The Grand Wheel Book Cover

Weird Sci-Fi: The Grand Wheel

The Grand Wheel on Selective Memory

Card shark nerd and mafia lizards, Bayley’s underdog hero for humanity

Barrington J. Bayley was considered at the forefront of the New Wave of science fiction movement of the 1960s and 1970s. Alongside authors like Philip Jose Farmer, they looked for inspiration in the beat writers and especially William S. Burroughs than the Golden Age of Science Fiction being the logical approach to sci-fi genealogy. Science fiction was overrun with stories about space, interstellar travel, and galactic wars. It was time for a change, even if that meant a transference from “hard” to “soft” science.

Instead of plucking a book from the movement’s peak, I dove into Bayley’s book The Grand Wheel. Published in 1977 for DAW, the novel hit at a time when science fiction was all over the board. And this book was no different.

The book is about Cheyne Scarne, a professor of “randomatics.” He is selected to represent humanity in a card game that has widely varying results. The stakes are high with his life on the line. Bayley pushes the limits by making the villain the ultimate mafia who is in control of everything illegal on all of the planets under human control. That pretty much covers it for master villainery.

The DAW edition’s cover art is a mixed bag of a hot mess. With a book that sounds like the ultimate Vegas experience under the weight of high stakes and a Casino Royale coolness, Scarne should be this James Bond-like character. Yet, artist Don Maitz portrays Scarne as this weird Gary Shandling/Billy Crystal-looking creeper who looks like a stereotypical prog rock fan. Scarne is a professor, but Maitz does not even portray him as that. He looks like a referee at a Pee-Wee Soccer League who still lives with his mom. This is the guy who is supposed to save humanity? This is our hope? Maitz’s artwork is on a much higher level than what this cover insists.

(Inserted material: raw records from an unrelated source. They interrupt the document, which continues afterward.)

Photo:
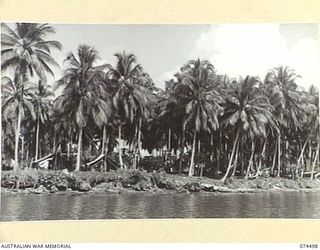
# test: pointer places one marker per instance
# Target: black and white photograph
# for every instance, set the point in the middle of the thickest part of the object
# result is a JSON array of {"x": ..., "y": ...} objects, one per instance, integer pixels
[{"x": 159, "y": 121}]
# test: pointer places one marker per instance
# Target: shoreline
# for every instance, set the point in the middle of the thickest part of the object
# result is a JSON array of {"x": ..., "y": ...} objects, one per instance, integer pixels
[{"x": 32, "y": 181}]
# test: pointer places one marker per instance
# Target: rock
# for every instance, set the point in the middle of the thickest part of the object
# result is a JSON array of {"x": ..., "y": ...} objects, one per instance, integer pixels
[
  {"x": 62, "y": 186},
  {"x": 40, "y": 190},
  {"x": 84, "y": 186},
  {"x": 207, "y": 187},
  {"x": 54, "y": 189},
  {"x": 192, "y": 187}
]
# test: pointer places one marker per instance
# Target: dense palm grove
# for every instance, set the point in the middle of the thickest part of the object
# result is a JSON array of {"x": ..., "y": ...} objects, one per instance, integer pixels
[{"x": 203, "y": 123}]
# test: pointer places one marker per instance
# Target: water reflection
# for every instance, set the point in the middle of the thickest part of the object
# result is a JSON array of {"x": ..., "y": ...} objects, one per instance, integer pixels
[{"x": 113, "y": 206}]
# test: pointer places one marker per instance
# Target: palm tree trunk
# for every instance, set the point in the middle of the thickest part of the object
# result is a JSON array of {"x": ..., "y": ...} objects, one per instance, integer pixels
[
  {"x": 314, "y": 162},
  {"x": 22, "y": 148},
  {"x": 79, "y": 149},
  {"x": 279, "y": 155},
  {"x": 251, "y": 159},
  {"x": 231, "y": 157},
  {"x": 17, "y": 135},
  {"x": 103, "y": 140},
  {"x": 169, "y": 140},
  {"x": 274, "y": 158},
  {"x": 139, "y": 141},
  {"x": 302, "y": 152},
  {"x": 235, "y": 161},
  {"x": 120, "y": 149},
  {"x": 191, "y": 169},
  {"x": 37, "y": 138}
]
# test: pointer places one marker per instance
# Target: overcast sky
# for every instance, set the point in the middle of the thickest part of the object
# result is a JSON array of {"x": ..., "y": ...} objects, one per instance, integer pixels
[{"x": 234, "y": 49}]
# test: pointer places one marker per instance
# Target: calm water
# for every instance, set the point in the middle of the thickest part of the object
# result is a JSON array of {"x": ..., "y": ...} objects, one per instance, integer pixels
[{"x": 201, "y": 205}]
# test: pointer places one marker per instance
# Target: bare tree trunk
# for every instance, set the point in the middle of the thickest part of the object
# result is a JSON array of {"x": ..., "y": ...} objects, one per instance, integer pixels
[
  {"x": 22, "y": 148},
  {"x": 17, "y": 135},
  {"x": 191, "y": 168},
  {"x": 314, "y": 162},
  {"x": 169, "y": 140},
  {"x": 37, "y": 139},
  {"x": 279, "y": 154},
  {"x": 139, "y": 142},
  {"x": 105, "y": 165},
  {"x": 251, "y": 159},
  {"x": 274, "y": 158},
  {"x": 235, "y": 161},
  {"x": 103, "y": 140},
  {"x": 302, "y": 152},
  {"x": 79, "y": 149},
  {"x": 120, "y": 148},
  {"x": 231, "y": 157}
]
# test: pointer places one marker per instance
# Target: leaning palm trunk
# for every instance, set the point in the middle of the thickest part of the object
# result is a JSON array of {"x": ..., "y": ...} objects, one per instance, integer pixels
[
  {"x": 37, "y": 139},
  {"x": 137, "y": 159},
  {"x": 314, "y": 162},
  {"x": 16, "y": 146},
  {"x": 235, "y": 161},
  {"x": 79, "y": 150},
  {"x": 231, "y": 157},
  {"x": 191, "y": 169},
  {"x": 251, "y": 160},
  {"x": 279, "y": 155},
  {"x": 120, "y": 149},
  {"x": 302, "y": 153}
]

Nonetheless, the book moves quickly, giving us the illusion of statistical science to provoke ideas in the plot just to make us feel Scarne’s intellect. The villain—a lizard in Maitz’s view—is powerful without presenting himself as so. It’s a card game based on random probability. Out of all the things in the universe, Bayley picks a card game for the book’s excitement. I give him credit for going out on a limb and creating a science fiction world that is original. It’s just hard to move past its own disposable story and surrealistic ending to make it memorable.